The scene is an interrogation room in an American police station where the female officer, Sarah Stein (Nicola Brescianini) is giving the quaking prisoner, Seth (Scott McArdle) a rough time. During the interrogation, Seth’s ex-wife, Grace (Kaitlyn Barry) appeared declaring that she was God. One of her crucified followers, Herman (Eamonn Skov – great) declared how happy he was to be one of her sacrifices. Then there was Seth’s sister (Shannon Rogers), the mad detective, Gabe (Rhys Hyatt) and Hodge Podge (Rhianna Hall). I may have got various characters mixed up – but who cares? I don’t.
The director, Andrew Dawson, has done a fine job of leading this talented team through this multifarious maze of words and situations. Aiden Willoughby’s musical backing was beautiful, but too loud so became invasive, and really quite unnecessary, especially during the interrogation scene. Scott and Sarah Bond’s lighting was clever, selective and with the well positioned lamps, captured the mood well.
I don’t believe that an audience should be spoon fed, but made to ponder on various aspects. Nor should they be required to have to carry out a PhD research to understand the story. The public go to the theatre to be entertained, rarely to admire the writer’s work. If the cast are exceptional, all well and good, but the major reason for their presence is to have a good night of fun, or to have an emotion stimulated. I think that 150 minutes of asking, ‘what the hell is going on?’ and then leaving not much more informed is not what the audience is looking for.

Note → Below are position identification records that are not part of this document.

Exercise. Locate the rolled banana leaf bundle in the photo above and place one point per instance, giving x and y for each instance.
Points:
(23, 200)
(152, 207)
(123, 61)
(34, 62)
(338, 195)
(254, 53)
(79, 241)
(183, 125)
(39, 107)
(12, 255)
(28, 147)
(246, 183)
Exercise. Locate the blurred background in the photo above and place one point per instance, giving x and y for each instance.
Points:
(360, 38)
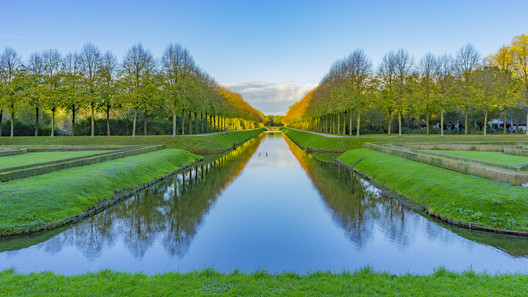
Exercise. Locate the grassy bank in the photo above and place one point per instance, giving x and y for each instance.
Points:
(457, 196)
(30, 158)
(317, 143)
(31, 203)
(197, 144)
(495, 157)
(210, 283)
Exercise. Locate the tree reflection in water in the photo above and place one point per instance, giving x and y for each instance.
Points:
(170, 211)
(360, 209)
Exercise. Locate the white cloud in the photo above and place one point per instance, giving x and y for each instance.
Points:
(271, 97)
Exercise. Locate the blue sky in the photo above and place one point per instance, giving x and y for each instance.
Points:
(270, 51)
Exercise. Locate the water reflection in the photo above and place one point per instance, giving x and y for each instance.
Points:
(360, 209)
(267, 205)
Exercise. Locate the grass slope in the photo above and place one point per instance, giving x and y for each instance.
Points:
(197, 144)
(495, 157)
(317, 143)
(259, 283)
(461, 197)
(39, 200)
(30, 158)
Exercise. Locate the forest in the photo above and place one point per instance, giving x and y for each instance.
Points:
(461, 93)
(90, 84)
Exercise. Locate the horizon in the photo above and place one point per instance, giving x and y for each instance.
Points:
(271, 53)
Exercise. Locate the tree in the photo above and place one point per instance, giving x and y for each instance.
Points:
(53, 81)
(427, 69)
(519, 53)
(403, 66)
(10, 70)
(467, 61)
(107, 87)
(90, 62)
(137, 72)
(71, 70)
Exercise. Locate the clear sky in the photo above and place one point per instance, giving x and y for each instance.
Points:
(270, 51)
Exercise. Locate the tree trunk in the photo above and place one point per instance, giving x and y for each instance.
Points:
(427, 121)
(36, 122)
(505, 119)
(465, 121)
(145, 132)
(485, 122)
(195, 124)
(358, 123)
(73, 120)
(201, 119)
(338, 122)
(183, 121)
(390, 122)
(108, 119)
(399, 123)
(442, 121)
(12, 122)
(134, 124)
(53, 122)
(174, 123)
(190, 122)
(92, 107)
(350, 124)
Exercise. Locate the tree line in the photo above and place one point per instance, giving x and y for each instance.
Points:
(91, 82)
(430, 88)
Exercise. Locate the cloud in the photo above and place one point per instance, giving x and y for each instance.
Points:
(271, 97)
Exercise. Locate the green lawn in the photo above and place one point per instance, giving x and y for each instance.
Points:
(454, 195)
(318, 143)
(39, 157)
(494, 157)
(210, 283)
(196, 144)
(36, 201)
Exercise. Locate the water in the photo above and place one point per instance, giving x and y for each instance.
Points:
(282, 212)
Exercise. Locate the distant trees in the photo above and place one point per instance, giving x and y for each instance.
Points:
(90, 83)
(427, 90)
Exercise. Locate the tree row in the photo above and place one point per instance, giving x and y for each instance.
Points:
(93, 82)
(431, 87)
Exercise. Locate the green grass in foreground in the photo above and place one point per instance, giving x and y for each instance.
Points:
(462, 197)
(317, 143)
(30, 158)
(210, 283)
(495, 157)
(197, 144)
(52, 197)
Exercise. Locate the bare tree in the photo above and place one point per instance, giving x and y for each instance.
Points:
(444, 73)
(403, 66)
(137, 70)
(427, 68)
(107, 85)
(467, 61)
(176, 66)
(35, 70)
(90, 59)
(11, 66)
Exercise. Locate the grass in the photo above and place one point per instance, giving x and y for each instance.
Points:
(317, 143)
(30, 158)
(495, 157)
(40, 200)
(208, 282)
(197, 144)
(454, 195)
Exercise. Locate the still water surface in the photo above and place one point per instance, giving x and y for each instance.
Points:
(266, 205)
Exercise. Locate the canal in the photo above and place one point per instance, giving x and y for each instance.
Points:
(267, 205)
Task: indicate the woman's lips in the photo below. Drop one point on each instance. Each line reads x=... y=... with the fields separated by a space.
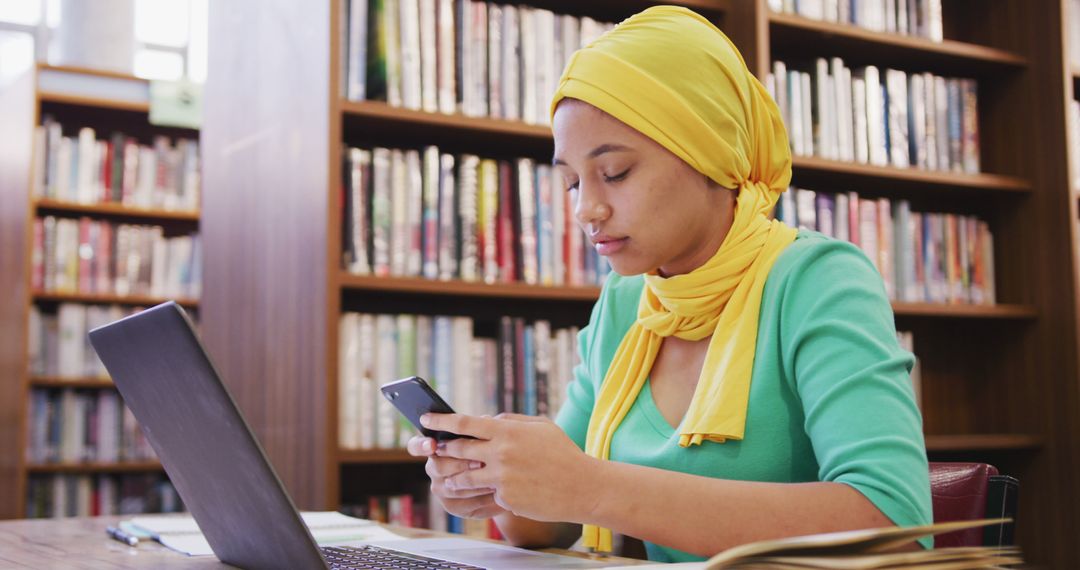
x=608 y=246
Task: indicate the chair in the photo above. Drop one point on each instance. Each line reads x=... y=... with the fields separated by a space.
x=968 y=491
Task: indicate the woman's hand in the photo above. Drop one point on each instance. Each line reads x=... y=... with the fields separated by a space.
x=468 y=503
x=534 y=469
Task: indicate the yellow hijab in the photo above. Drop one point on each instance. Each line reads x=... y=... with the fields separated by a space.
x=674 y=77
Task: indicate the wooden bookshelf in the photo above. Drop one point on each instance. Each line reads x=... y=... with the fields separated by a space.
x=913 y=179
x=56 y=381
x=461 y=288
x=791 y=34
x=520 y=290
x=76 y=97
x=115 y=212
x=81 y=469
x=1021 y=312
x=942 y=444
x=142 y=300
x=1008 y=372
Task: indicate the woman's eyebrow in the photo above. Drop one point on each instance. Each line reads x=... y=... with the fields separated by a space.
x=595 y=152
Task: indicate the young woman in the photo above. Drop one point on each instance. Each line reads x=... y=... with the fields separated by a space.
x=740 y=380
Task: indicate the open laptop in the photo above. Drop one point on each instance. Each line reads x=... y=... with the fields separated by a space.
x=223 y=475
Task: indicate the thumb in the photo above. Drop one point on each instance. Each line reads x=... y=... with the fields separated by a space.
x=521 y=417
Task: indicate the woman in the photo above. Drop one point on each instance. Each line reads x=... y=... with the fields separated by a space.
x=740 y=380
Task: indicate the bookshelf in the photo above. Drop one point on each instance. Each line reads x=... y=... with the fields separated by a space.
x=999 y=381
x=76 y=97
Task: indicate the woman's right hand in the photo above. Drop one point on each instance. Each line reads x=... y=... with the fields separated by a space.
x=464 y=503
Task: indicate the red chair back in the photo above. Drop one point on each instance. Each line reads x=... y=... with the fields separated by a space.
x=968 y=491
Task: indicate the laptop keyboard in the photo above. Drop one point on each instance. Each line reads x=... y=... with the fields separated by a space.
x=376 y=558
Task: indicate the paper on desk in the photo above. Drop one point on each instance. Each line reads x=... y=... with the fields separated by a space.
x=197 y=545
x=682 y=566
x=183 y=534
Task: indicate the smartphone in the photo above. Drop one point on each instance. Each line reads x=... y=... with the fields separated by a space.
x=414 y=397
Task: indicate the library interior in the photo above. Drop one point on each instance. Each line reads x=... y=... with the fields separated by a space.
x=267 y=211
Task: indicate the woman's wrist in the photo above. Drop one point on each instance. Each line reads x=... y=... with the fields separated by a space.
x=593 y=484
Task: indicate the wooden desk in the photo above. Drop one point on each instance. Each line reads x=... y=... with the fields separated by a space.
x=81 y=544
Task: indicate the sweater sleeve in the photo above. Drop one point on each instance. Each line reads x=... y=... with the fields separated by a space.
x=841 y=353
x=612 y=315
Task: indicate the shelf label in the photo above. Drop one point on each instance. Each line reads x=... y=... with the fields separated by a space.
x=176 y=104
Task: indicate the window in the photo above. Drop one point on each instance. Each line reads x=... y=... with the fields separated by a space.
x=170 y=37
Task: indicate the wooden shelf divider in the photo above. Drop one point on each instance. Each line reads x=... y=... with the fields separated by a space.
x=57 y=381
x=50 y=206
x=983 y=443
x=109 y=299
x=909 y=48
x=133 y=466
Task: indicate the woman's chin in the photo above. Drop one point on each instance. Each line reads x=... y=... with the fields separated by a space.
x=626 y=267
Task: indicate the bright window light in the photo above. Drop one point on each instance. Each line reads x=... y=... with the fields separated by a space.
x=26 y=12
x=162 y=22
x=154 y=64
x=16 y=54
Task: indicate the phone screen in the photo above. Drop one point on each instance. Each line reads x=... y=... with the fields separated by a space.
x=414 y=397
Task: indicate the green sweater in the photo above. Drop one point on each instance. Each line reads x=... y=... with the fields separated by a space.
x=831 y=398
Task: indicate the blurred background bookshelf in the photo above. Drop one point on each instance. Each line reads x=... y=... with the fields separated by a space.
x=88 y=238
x=995 y=387
x=407 y=100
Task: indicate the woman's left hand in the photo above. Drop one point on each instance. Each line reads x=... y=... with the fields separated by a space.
x=537 y=472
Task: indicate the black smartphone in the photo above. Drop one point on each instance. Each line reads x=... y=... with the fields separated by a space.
x=414 y=397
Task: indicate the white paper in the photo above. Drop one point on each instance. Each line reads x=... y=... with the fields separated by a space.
x=183 y=534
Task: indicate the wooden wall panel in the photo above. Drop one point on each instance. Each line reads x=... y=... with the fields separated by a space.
x=266 y=178
x=17 y=114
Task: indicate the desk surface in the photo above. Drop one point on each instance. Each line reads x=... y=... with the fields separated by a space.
x=81 y=544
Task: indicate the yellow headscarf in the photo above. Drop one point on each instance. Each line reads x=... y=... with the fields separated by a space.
x=674 y=77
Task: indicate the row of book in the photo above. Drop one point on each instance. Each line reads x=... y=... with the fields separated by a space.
x=922 y=257
x=71 y=425
x=881 y=118
x=473 y=57
x=526 y=369
x=440 y=216
x=58 y=343
x=81 y=496
x=908 y=17
x=116 y=171
x=88 y=256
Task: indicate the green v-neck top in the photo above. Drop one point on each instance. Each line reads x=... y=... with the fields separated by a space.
x=831 y=396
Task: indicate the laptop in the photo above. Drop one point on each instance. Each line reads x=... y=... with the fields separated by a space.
x=223 y=475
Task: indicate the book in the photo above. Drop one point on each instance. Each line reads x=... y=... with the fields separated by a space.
x=862 y=548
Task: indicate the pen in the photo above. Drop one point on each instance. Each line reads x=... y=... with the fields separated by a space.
x=121 y=535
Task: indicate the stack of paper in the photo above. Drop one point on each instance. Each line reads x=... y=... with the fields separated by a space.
x=183 y=534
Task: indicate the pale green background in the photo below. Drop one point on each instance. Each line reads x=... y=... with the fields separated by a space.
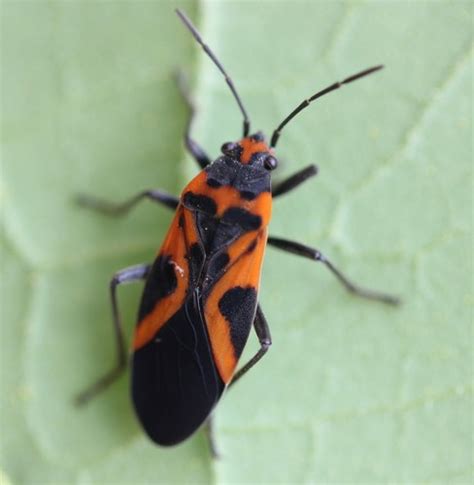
x=351 y=392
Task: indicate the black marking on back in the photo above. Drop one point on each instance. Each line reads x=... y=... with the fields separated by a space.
x=242 y=218
x=249 y=180
x=207 y=226
x=257 y=136
x=238 y=306
x=217 y=264
x=196 y=258
x=200 y=203
x=161 y=282
x=175 y=384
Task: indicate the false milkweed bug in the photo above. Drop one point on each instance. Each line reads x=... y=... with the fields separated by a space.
x=200 y=298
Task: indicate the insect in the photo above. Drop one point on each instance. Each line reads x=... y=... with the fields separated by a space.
x=200 y=298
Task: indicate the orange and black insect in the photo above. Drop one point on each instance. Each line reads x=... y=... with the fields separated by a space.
x=200 y=299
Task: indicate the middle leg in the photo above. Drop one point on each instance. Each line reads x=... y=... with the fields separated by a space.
x=316 y=255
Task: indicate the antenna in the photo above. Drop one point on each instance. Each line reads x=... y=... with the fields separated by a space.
x=307 y=102
x=214 y=59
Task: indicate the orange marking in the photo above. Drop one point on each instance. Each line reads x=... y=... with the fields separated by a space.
x=244 y=273
x=175 y=245
x=250 y=146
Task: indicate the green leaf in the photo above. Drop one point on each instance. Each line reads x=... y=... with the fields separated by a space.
x=351 y=391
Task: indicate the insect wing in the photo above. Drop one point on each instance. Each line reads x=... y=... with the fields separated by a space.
x=175 y=384
x=230 y=308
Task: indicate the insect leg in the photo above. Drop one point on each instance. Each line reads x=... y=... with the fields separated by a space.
x=127 y=275
x=316 y=255
x=294 y=180
x=121 y=208
x=196 y=151
x=263 y=333
x=208 y=429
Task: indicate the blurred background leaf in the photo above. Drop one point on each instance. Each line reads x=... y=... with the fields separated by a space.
x=351 y=391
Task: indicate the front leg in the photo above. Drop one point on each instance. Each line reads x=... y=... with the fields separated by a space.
x=122 y=208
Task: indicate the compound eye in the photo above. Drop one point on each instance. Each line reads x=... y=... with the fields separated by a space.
x=270 y=163
x=228 y=148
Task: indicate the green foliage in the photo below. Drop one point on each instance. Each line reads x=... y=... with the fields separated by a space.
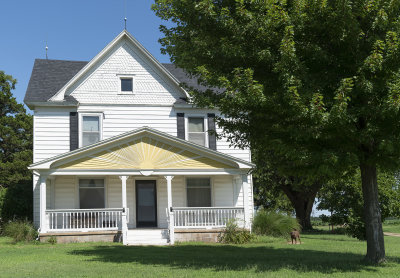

On ‘The Antiques Roadshow’ a woman had a 4-foot model of Buckingham Palace made by her father from 500,000 matchsticks. It took him 5 years to make, and was immaculate in every detail. The antique expert asked ‘Why?’ and said that despite the obvious talent and hard work it would be lucky to get $400 as no one other that the family would want it.
So sorry Scott, you have a matchstick model. A huge amount of work, a brilliant cast (9 out of 10) and technically on the ball (7 out of 10) – but you have to ask – ‘why?’
I lost part of my life, and at my age I need all I can get.